There was a bit where someone announces him as the first Batman. Adam interrupts to correct him. The announcer adjusts and then refers to him as “the second Batman.” Many longtime fans, like those who read this column, know that two other actors starred as Batman in movie serials and three others voiced Batman in the long-running The Adventures of Superman radio show. It’s obvious that Adam knew that too. Instead of delivering a history lesson, Adam just offers the phrase “the Classic Batman” to the interviewer as a compromise. He’s clever and gracious, as he was throughout the documentary.

Later that very same day, the newest direct-to-DVD animated feature from Warner Bros. was scheduled for a special showing in movie theaters across America. It was one of those Fathom Events where they show something special in a movie theater on a slow movie night – usually a Monday or a Tuesday. My talented friends in the New York Metropolitan Opera, Gloria and Dana Watson, tell me that these Fathom showings have greatly expanded the Met’s audiences.
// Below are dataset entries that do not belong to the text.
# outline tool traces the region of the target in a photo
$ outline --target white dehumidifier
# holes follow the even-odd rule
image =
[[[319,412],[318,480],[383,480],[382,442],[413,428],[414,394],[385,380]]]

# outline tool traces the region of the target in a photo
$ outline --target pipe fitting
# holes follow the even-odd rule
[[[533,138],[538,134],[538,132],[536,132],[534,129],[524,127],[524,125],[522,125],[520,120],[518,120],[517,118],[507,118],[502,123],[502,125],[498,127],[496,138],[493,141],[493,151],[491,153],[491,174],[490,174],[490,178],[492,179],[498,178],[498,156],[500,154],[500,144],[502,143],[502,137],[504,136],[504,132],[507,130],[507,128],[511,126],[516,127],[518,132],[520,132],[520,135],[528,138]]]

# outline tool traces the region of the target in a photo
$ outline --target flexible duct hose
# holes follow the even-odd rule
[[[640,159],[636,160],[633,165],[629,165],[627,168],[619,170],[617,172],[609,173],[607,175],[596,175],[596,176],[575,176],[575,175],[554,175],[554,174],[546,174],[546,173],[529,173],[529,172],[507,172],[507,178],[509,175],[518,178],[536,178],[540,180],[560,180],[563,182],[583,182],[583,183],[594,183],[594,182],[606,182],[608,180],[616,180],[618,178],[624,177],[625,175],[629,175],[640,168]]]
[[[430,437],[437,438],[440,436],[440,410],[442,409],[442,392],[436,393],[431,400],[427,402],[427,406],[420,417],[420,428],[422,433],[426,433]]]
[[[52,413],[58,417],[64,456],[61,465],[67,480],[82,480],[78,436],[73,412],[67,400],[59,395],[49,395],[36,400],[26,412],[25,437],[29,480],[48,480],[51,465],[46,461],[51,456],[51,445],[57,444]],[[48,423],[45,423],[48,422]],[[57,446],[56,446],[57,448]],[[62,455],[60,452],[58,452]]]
This animated adventure, Batman and Harley Quinn, heralds the return of creator Bruce Timm. It revisits the Bat-version of Batman: The Animated Series. This Emmy-award winning series has been celebrating its 25 anniversary this year. The recent San Diego Comic-Con found many opportunities to celebrate this ground-breathing series, with panels the famous souvenir book, and even debuting this animated feature.

While my Batman ’66 memories are firmly rooted in my childhood, Batman: The Animated Series reminds me of a totally different time in my life. For me, it’s more of a “young dad” thing. I clearly remember watching the debut episode one Saturday morning with my daughter Cassie. She was always a good sport, putting up with her crazy dad’s interests. I tried to tell her how the female characters from that first episode (Catwoman and Red Claw) were just like Disney heroines, but she was smart enough –even then – not to buy it. But she’d sit with me and we enjoyed so many episodes together.

I’m not sure if I am really a Harley Quinn fan. I’ve been pruning my comic collection and it was pretty easy to part with many Harley comics. But Batman and Harley Quinn offers a nuanced view of the character. Sure, she’s a nut, but this “episode” takes time to show many sides of the character. She can be sympathetic, clever, manipulative, annoying, frustrated and a showboat. And somehow, all these various aspects mix together to create a believable character.

The vocal talents shine in this feature. Kevin Conroy, for many the ‘real’ voice of Batman, is familiar but offers a few surprises along the way. Notable is Paget Brewster. You know her from her many TV appearances, and she brings something new to the villainous Poison Ivy.

It was kick to watch Batman in a theater with a bunch of fans. Batman & Harley Quinn offers plenty of insider jokes to long time Batman and DC fans, and we all laughed together.

Usually, I dive into select comics for my Batman fix. But It was a surprisingly enjoyable day to spend a little time with an old buddy: starting with the HBO documentary and then watching a cartoon… on a big screen. What a year for Geek Culture and Batman fans.